I've mentioned the TCM Saturday Matinee block on several occasions, although for the most part I haven't done posts on many of the movies. Part of that is that the timing on some of them isn't always accurate, as I noticed when I recorded The Big Shakedown. The recording missed the opening credits, but the recording started early enough that I didn't miss any key action.
Bette Davis plays Norma Nelson, who works at one of those big-city full-service drug stores from the era when pharmacists actually compounded the drugs themselves and the stores did a lot more. However, it's not a particularly successful store. Norma is in business with her boyfriend the pharmacist, Jimmy Morrell (Charles Farrell), and they'd get married if only he had enough money to support her. Why they couldn't keep working together until Norma got pregnant isn't mentioned; it's just assumed that Norma would stop working upon marriage since it's the early 1930s.
One day, Dutch Barnes (Ricardo Cortez) comes into the drugstore. He's a bootlegger, or at least was a bootlegger. Prohibition has recently been repealed, putting a crimp in the lifestyles of a bunch of makers of illicit booze. Dutch starts talking with Jimmy about his job, and how the chemical makeup of some of the products they sell isn't all that complicated. It's just expensive because the stuff has a brand name. Well, that's not the only reason, but brand reputation is a thing, and the capital needed for mass production is substantial.
But Dutch has some of that capital, having made a substantial bit of money during Prohibition. So he gets the idea of piggybacking off the established brands, making knockoff counterfeit goods! And Jimmy is dumb enough that at first he doesn't get that this is what he's doing for Dutch. At least he's honest enough about it, however, to have some moral qualms when he learns what Dutch is really up to. He also tells Dutch that he can't quite copy some products, since schlub pharmacists like him can't get all the materials. Dutch basically bribes Jimmy: here's enough money to marry Norma!

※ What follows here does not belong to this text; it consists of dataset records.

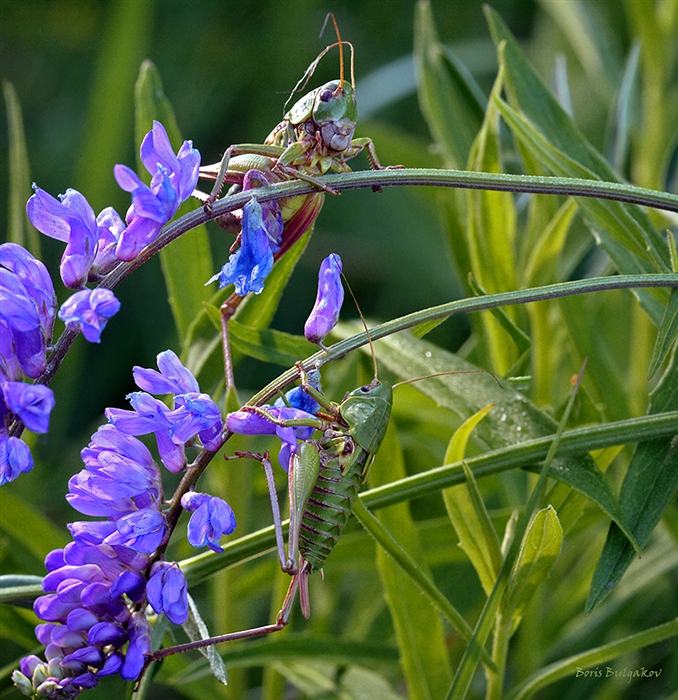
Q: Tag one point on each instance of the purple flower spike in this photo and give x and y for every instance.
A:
(139, 646)
(88, 311)
(249, 266)
(173, 377)
(27, 312)
(15, 458)
(143, 531)
(174, 178)
(167, 592)
(251, 423)
(31, 403)
(88, 238)
(325, 313)
(212, 517)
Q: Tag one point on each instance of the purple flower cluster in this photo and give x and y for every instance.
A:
(174, 178)
(325, 313)
(297, 405)
(96, 244)
(262, 228)
(193, 413)
(97, 587)
(27, 312)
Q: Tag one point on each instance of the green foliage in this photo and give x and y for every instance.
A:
(460, 543)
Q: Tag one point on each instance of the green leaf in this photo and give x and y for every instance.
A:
(419, 632)
(187, 262)
(19, 229)
(625, 231)
(416, 573)
(565, 668)
(490, 232)
(28, 528)
(107, 134)
(196, 629)
(269, 345)
(514, 420)
(649, 486)
(519, 337)
(448, 100)
(465, 507)
(538, 552)
(625, 109)
(666, 335)
(592, 40)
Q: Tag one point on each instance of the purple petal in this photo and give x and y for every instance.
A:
(32, 403)
(249, 266)
(167, 592)
(143, 531)
(127, 179)
(173, 377)
(139, 646)
(88, 311)
(15, 458)
(209, 522)
(330, 297)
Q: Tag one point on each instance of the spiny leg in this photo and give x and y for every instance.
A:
(287, 563)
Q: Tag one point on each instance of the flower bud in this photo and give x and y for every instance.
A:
(325, 313)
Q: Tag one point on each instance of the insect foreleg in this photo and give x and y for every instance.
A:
(287, 562)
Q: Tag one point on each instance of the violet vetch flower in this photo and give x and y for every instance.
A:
(174, 178)
(88, 311)
(251, 423)
(167, 592)
(193, 414)
(27, 313)
(95, 585)
(260, 236)
(31, 403)
(89, 240)
(173, 377)
(249, 266)
(325, 312)
(211, 518)
(15, 458)
(298, 398)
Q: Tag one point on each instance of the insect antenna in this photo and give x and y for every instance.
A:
(445, 374)
(340, 42)
(303, 81)
(375, 380)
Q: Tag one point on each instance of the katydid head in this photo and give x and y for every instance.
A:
(366, 411)
(331, 107)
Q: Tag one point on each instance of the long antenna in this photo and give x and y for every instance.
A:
(445, 374)
(340, 42)
(374, 381)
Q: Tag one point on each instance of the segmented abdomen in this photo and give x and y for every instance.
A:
(331, 501)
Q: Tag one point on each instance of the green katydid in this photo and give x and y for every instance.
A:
(314, 137)
(324, 478)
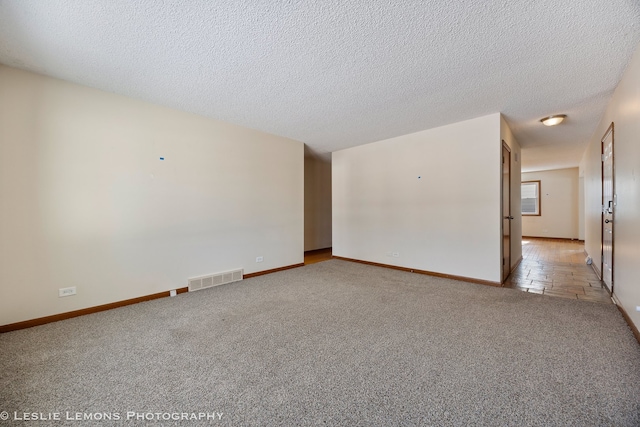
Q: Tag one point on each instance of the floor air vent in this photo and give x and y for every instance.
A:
(203, 282)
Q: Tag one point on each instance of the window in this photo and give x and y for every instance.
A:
(531, 198)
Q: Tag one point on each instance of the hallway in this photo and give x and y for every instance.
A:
(557, 268)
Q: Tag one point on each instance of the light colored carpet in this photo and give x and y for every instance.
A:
(334, 343)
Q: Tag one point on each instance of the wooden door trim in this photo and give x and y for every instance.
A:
(610, 130)
(502, 275)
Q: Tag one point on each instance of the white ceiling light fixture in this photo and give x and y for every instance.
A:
(553, 120)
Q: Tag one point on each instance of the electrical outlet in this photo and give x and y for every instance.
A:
(66, 292)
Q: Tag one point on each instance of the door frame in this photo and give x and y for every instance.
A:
(610, 130)
(505, 267)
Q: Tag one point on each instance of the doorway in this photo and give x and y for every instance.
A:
(608, 208)
(506, 211)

One person who isn't happy with any of this is Lily (Glenda Farrell), Dutch's former girlfriend. She learns what's going on, and goes to the authorities, getting murdered by Dutch's henchmen for her troubles. The plot spirals from there, with Jimmy having to make ever faker drugs, which is a much bigger problem than just counterfeit cold cream. Fake antibiotics, for example, could get patients killed. And, of course, you know that one of those patients is going to be Norma.
The Big Shakedown is a good example of the sort of B movie that Warner Bros. churned out in the early to mid-1930s, once they got the sound quality up to a level where the camera could be somewhat more fluid. It's nothing more than a B movie, but it moves swiftly and has some surprisingly shocking moments. Sure, you can see why someone like Bette Davis would grow tired of the roles Warner Bros. was giving her, and a movie like this could be seen as an example of it. But for the most part, The Big Shakedown does everything the studio could ask a B movie to do.